Power Parent Tip of The Day

Realities Of Ramadan

I want to tell you about someone I met in my travels to Europe. Anna* was born and bred in a Muslim family. In her teens, she moved abroad and met Adam, whom she married. The couple have a 17-year-old son. Anna says, “I was raised by very harsh parents. I often say to my son, ‘Look, it’s your choice to be Muslim or not,  to pray or not, to fast or not. Do as you like.’”

I was not surprised by Anna’s sharing. I had gotten used to this script: Children who had been raised by very harsh Muslim families do not feel obliged to raise their own offspring as Muslims. There are even children who had been subjected to a super strict regime of memorizing the Qur’an without understanding why, who went completely off track soon after they were left on their own. They typically grew up in families where the parents failed to engage their children right from the start. Children raised by very harsh Muslim parents, who grew up in an environment of fear or blame, who prayed and fasted just so that they fit into the majority Muslim crowd, are less likely to become good role models as Muslims to their own children.


Earlier, in another part of the world, I met with Sarah*, a working mother, who is fully aware that how she parents has a great influence on her children’s experiences and attitudes. The day we met, Sarah told me she had assigned her twelve-year-old daughter to research on the topic of “Why Respect Is Important”.

“Each week, I assign a special topic to one of my four children,” says Sarah. “After the evening prayer, everyone would gather. The child whose turn it is to present would share the highlights of his or her research. It doesn’t have to be long. Ten minutes would do. After the presentation, anyone could ask questions and we turn it into a family discussion.”

As you can see, the above two stories show two different realities. Whose children do you think are more likely to choose Islam as their way of life? Anna’s or Sarah’s?

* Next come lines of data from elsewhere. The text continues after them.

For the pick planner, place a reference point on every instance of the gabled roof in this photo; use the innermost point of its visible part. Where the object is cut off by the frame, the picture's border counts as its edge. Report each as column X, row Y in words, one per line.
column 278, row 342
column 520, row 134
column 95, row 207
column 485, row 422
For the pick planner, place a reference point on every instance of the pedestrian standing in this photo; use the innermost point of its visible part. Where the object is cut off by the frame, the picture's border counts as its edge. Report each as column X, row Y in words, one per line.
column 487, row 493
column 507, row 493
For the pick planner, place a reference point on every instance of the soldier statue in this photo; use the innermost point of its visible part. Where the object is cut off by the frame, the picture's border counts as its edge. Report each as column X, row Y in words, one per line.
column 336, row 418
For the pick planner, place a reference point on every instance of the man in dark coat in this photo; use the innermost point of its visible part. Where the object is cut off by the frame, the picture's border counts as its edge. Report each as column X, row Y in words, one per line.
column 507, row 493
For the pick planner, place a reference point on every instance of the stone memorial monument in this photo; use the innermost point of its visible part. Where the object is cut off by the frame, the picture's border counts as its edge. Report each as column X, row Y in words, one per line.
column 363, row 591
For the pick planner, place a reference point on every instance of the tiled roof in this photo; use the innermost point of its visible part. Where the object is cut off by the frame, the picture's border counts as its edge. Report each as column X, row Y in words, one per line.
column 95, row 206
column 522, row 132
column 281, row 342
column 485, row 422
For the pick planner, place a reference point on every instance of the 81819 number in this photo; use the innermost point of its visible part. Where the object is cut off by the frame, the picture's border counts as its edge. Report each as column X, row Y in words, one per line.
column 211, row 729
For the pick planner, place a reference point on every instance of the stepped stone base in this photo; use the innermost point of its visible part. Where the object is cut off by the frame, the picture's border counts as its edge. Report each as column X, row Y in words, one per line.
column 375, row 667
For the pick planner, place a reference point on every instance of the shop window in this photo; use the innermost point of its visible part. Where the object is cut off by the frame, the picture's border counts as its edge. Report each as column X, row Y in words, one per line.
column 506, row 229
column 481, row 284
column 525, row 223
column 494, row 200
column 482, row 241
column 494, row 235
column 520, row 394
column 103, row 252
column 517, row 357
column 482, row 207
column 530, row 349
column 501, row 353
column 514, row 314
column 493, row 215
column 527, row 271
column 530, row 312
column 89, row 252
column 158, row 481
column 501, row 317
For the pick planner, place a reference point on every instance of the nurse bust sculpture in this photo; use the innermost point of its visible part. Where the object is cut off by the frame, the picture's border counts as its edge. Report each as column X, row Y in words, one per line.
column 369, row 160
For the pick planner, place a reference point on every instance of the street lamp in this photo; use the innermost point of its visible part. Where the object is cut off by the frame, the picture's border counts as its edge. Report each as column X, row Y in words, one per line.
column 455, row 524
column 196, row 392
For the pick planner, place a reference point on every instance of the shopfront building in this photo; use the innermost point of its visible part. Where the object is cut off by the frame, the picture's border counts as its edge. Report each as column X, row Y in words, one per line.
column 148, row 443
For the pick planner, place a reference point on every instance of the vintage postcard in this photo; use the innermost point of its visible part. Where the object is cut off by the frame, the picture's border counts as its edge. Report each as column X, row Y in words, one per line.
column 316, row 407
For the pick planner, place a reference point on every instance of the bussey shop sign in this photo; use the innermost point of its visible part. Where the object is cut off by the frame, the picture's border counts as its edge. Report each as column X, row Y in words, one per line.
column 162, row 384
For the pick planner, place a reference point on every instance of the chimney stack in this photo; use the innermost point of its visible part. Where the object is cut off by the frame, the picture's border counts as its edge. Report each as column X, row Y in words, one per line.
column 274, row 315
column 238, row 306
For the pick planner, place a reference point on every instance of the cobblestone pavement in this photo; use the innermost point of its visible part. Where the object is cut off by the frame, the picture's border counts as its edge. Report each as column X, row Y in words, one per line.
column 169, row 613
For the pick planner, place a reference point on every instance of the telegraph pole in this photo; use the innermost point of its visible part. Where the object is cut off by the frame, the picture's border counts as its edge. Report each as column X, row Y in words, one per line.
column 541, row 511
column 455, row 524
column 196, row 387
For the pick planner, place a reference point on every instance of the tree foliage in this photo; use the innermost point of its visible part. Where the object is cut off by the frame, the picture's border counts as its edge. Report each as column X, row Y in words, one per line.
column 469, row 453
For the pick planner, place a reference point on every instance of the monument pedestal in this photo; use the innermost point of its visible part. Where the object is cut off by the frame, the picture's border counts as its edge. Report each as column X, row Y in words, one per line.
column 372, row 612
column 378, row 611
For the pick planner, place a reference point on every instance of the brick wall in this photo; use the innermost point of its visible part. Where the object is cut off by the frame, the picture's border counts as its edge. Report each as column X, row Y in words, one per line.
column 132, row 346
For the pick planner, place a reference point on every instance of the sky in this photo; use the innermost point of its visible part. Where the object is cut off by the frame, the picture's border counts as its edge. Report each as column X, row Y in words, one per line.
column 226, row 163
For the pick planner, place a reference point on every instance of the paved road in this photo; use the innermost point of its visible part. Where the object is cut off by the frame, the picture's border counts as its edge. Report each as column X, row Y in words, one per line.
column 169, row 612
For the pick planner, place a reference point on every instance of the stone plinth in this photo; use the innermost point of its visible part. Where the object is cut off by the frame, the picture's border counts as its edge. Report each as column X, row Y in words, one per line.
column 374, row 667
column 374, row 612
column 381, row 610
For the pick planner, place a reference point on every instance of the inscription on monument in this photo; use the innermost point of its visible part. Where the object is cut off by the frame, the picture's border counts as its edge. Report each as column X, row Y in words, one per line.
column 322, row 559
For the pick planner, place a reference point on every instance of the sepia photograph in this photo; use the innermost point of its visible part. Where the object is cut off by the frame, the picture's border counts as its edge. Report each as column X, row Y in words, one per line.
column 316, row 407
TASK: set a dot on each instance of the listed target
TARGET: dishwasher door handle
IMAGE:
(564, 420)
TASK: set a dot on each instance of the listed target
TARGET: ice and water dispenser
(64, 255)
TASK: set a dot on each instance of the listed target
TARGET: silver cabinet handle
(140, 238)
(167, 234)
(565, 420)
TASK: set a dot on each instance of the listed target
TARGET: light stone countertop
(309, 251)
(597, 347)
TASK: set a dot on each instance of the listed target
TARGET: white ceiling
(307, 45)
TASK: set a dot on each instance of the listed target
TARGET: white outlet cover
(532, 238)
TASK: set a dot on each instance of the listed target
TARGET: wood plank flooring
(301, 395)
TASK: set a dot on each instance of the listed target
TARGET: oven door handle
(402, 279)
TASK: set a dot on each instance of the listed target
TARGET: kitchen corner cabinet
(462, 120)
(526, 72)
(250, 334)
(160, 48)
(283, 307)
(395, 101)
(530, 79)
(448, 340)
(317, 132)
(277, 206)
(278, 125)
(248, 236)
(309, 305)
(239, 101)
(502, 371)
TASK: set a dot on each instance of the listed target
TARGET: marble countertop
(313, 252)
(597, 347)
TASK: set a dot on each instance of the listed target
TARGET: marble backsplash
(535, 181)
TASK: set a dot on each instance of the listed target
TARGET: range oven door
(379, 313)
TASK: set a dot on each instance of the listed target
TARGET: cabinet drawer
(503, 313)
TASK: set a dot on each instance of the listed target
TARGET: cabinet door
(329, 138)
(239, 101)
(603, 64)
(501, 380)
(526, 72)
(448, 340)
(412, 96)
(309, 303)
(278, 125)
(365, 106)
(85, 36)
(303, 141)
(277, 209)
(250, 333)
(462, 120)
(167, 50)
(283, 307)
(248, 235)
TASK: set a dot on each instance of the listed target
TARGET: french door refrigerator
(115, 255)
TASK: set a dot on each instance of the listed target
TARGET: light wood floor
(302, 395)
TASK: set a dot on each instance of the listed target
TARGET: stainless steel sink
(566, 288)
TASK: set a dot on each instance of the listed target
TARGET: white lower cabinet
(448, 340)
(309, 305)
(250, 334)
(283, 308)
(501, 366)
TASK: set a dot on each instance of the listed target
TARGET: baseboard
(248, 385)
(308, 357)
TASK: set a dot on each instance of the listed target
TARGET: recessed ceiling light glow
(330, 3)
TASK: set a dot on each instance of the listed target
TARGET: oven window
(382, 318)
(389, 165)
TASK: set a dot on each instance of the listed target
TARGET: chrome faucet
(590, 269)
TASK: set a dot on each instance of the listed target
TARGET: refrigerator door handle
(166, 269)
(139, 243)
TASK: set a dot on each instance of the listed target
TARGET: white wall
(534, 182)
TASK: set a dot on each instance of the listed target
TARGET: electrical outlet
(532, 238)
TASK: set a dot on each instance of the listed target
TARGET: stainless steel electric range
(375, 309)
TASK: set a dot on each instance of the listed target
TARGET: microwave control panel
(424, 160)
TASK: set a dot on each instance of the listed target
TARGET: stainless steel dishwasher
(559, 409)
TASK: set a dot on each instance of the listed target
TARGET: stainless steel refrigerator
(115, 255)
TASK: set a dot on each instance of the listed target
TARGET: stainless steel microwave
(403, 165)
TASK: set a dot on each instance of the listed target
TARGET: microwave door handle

Sarah’s style of raising her children reminds me of the Prophet’s way of engagement with the youths of his time. It was narrated that a young man came to the Prophet (Peace be upon Him) and said:

“O Messenger of Allah! Give me permission to commit zina (unlawful sex).” The people surrounded him and rebuked him, saying, “Stop! Stop!” But the Prophet said, “Come close.” The young man came to him and he said, “Sit down”, so he sat down. The Prophet said, “Would you like it (unlawful sex) for your mother?” He said, “No, by Allah, may I be ransomed for you.” The Prophet said, “Neither do the people like it for their mothers.” The Prophet said, “Would you like it for your daughter?” He said, “No, by Allah, may I be ransomed for you.” The Prophet said, ‘Neither do the people like it for their daughters.” The Prophet said, “Would you like it for your sister?” He said, “No, by Allah, may I be ransomed for you.” The Prophet said, “Neither do people like it for their sisters.” The Prophet said, “Would you like it for your paternal aunt?” The man said, “No, by Allah, O Allah’s Messenger! May I be ransomed for you.” The Prophet said, “Neither do people like it for their paternal aunts.” The Prophet said, “Would you like it for your maternal aunt?” He said, “No, by Allah, O Allah’s Messenger! May I be ransomed for you.” The Prophet said, “Neither do the people like it for their maternal aunts.” Then, the Prophet put his hand on him and said, “O Allah, forgive his sins, purify his heart and guard his chastity.” After that the young man never paid attention to anything of that nature.

I bet the young man knew having sexual relations with a woman who’s not his wife wasn’t the right thing to do. I bet he knew he’s supposed to wait till he gets married. Note that the man felt safe, not threatened, to ask the Prophet about a sensitive matter, even in the presence of others. Instead of silencing him, the Prophet acknowledged his need to be heard. He never dismissed it. The Prophet ignored other people’s negative comments about the man and instead asked him to come close, to establish rapport and develop trust. The Prophet took the time to listen and to respond respectfully. The Prophet even prayed (made duaa) for the young man at the end of the conversation. This is what engagement looks like.

Imagine what the man must have felt after his encounter with the Prophet.

Imagine what our children and youths must have felt if we were to engage them with such patience and wisdom, as role modeled by none other than the Prophet.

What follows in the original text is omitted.